What The WorkPaper Benchmark Proves
May 29, 2026 ยท View on GitHub
Status: public benchmark explainer for @bilig/headless
This page is the short, shareable version of the WorkPaper benchmark claim. It turns checked-in artifacts into a plain-English evaluation guide without inflating what the benchmark can prove.

The Claim
The all-provider source of truth is
packages/benchmarks/baselines/headless-performance-leadership-scorecard.json.
The short artifact name is headless-performance-leadership-scorecard.json.
It currently reports goal status achieved: 100/100 comparable workloads win
on both mean and p95 latency across 5 comparison engines and 2 workbook-wide engines.

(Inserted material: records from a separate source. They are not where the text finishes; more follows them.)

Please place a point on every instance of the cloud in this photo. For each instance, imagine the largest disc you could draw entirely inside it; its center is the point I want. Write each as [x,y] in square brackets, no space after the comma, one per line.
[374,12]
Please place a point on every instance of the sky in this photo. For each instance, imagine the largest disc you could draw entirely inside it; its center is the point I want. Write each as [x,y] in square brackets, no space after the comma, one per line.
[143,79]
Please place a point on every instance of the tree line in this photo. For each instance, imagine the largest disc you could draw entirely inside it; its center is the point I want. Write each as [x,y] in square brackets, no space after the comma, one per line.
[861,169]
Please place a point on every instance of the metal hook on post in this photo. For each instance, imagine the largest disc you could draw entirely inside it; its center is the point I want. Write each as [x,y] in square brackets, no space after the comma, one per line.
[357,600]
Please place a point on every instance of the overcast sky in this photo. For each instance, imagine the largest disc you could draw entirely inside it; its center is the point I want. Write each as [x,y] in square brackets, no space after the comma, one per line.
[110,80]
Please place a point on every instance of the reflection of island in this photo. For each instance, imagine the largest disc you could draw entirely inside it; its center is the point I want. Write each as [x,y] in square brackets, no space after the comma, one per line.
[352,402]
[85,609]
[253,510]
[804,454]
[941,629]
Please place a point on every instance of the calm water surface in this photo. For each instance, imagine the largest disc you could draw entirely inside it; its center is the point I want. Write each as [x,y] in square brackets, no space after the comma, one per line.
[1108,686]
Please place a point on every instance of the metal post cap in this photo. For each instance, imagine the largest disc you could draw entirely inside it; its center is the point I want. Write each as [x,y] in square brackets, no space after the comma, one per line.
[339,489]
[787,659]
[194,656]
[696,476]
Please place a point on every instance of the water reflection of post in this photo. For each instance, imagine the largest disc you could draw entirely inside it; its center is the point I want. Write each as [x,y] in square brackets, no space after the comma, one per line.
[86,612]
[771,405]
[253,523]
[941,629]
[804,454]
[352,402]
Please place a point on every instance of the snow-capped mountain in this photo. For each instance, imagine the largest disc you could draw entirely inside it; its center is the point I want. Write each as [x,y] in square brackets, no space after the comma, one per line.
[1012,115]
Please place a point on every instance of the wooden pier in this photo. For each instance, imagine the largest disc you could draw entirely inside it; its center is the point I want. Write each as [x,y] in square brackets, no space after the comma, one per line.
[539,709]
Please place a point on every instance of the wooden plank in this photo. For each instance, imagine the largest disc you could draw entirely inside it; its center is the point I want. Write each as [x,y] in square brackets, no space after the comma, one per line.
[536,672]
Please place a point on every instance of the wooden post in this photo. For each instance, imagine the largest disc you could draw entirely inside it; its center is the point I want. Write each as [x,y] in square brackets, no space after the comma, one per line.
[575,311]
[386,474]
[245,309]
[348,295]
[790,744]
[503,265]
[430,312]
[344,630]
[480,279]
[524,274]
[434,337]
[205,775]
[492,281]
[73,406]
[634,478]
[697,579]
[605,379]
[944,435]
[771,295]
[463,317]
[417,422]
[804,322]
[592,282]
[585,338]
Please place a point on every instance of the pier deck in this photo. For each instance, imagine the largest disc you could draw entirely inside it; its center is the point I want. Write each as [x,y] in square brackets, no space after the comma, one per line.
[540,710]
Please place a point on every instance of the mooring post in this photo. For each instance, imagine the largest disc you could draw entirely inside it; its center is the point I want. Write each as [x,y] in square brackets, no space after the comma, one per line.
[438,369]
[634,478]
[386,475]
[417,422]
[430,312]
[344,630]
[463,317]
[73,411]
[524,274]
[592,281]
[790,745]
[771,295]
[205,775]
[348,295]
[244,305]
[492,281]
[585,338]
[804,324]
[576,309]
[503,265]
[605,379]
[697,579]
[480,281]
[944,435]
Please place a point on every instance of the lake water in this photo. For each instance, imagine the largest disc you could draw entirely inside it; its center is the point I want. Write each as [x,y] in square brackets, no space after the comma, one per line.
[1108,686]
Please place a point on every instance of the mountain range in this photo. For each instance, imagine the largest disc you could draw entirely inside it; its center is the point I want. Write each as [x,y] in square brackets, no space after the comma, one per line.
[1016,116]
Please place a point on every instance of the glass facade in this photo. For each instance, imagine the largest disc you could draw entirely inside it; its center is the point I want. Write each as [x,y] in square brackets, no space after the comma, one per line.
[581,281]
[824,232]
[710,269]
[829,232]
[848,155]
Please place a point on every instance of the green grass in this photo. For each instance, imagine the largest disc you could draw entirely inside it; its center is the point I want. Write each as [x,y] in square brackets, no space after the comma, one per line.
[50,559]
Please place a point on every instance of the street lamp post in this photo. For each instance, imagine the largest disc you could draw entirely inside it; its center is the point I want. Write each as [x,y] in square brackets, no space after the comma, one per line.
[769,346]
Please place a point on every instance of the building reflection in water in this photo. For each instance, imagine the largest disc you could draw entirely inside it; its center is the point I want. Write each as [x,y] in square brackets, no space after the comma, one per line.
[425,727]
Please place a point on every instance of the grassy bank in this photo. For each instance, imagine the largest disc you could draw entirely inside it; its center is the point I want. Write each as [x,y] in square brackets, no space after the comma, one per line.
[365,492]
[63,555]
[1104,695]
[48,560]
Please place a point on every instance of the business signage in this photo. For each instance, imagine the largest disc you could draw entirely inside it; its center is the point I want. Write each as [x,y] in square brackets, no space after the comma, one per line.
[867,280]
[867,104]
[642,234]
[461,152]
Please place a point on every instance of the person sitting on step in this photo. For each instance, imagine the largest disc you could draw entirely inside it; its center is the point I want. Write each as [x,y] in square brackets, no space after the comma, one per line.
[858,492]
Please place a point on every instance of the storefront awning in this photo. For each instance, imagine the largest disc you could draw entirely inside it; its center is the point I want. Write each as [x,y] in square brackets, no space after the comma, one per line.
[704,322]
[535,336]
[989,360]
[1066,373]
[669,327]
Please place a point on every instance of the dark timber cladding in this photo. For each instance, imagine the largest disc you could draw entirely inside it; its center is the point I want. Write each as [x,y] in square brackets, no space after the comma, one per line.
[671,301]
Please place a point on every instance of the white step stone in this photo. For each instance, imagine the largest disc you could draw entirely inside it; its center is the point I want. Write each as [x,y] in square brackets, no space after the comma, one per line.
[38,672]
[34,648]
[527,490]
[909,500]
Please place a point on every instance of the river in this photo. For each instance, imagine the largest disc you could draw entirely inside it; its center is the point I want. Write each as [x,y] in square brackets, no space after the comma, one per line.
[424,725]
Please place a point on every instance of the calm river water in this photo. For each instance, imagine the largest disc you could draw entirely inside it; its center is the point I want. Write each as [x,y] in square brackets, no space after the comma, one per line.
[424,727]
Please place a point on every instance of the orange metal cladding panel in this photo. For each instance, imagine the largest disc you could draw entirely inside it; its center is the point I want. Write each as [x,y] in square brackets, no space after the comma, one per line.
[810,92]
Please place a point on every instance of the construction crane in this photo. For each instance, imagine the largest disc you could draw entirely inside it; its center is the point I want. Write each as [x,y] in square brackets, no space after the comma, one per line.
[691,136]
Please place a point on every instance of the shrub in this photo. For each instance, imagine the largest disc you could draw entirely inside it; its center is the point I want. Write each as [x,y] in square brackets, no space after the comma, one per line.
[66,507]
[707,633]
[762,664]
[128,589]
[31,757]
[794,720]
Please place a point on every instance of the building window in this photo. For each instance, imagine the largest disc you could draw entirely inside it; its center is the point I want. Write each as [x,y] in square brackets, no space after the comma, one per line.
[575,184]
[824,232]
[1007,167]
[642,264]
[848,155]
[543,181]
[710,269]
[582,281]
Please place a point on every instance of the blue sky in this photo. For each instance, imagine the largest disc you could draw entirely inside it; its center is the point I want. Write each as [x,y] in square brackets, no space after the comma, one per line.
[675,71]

Comparison engines: HyperFormula, TrueCalc, Univer, xlsx-calc, IronCalc Rust.
| Provider | Coverage tier | Mean+p95 wins | Mean wins | p95 wins | Mean geomean ratio | p95 geomean ratio | Unsupported |
|---|---|---|---|---|---|---|---|
| HyperFormula | workbook-wide | 100/100 | 100/100 | 100/100 | 0.2586x | 0.2807x | 0 |
| Univer | workbook-wide | 100/100 | 100/100 | 100/100 | 0.0028x | 0.0034x | 0 |
| IronCalc Rust | workbook-wide-limited | 90/90 | 90/90 | 90/90 | 0.124x | 0.1686x | 10 unsupported |
| xlsx-calc | workbook-wide-limited | 16/16 | 16/16 | 16/16 | 0.0839x | 0.0786x | 0 |
| TrueCalc | scalar-formula | 7/7 | 7/7 | 7/7 | 0.1837x | 0.2359x | 0 |
Ratios below 1.0x mean WorkPaper is faster on that metric. The table is not
hand-maintained marketing copy; pnpm public:evidence:check verifies it against
the checked artifacts.
Artifact Links
- HyperFormula:
packages/benchmarks/baselines/workpaper-vs-hyperformula.json - Univer:
packages/benchmarks/baselines/workpaper-vs-univer.json - IronCalc Rust:
packages/benchmarks/baselines/workpaper-vs-ironcalc-rust.json - xlsx-calc:
packages/benchmarks/baselines/workpaper-vs-xlsx-calc.json - TrueCalc:
packages/benchmarks/baselines/workpaper-vs-truecalc.json
Primary Workbook-Wide Lane
The current checked-in WorkPaper-vs-HyperFormula artifact records WorkPaper
100/100 mean-latency wins on scorecard-eligible comparable workloads:
| Lane | Comparable Workloads | WorkPaper Mean Wins | HyperFormula Mean Wins |
|---|---|---|---|
| Overall | 100 | 100 | 0 |
| Public | 73 | 73 | 0 |
| Holdout | 27 | 27 | 0 |
The artifact was generated at 2026-05-23T17:51:04.599Z.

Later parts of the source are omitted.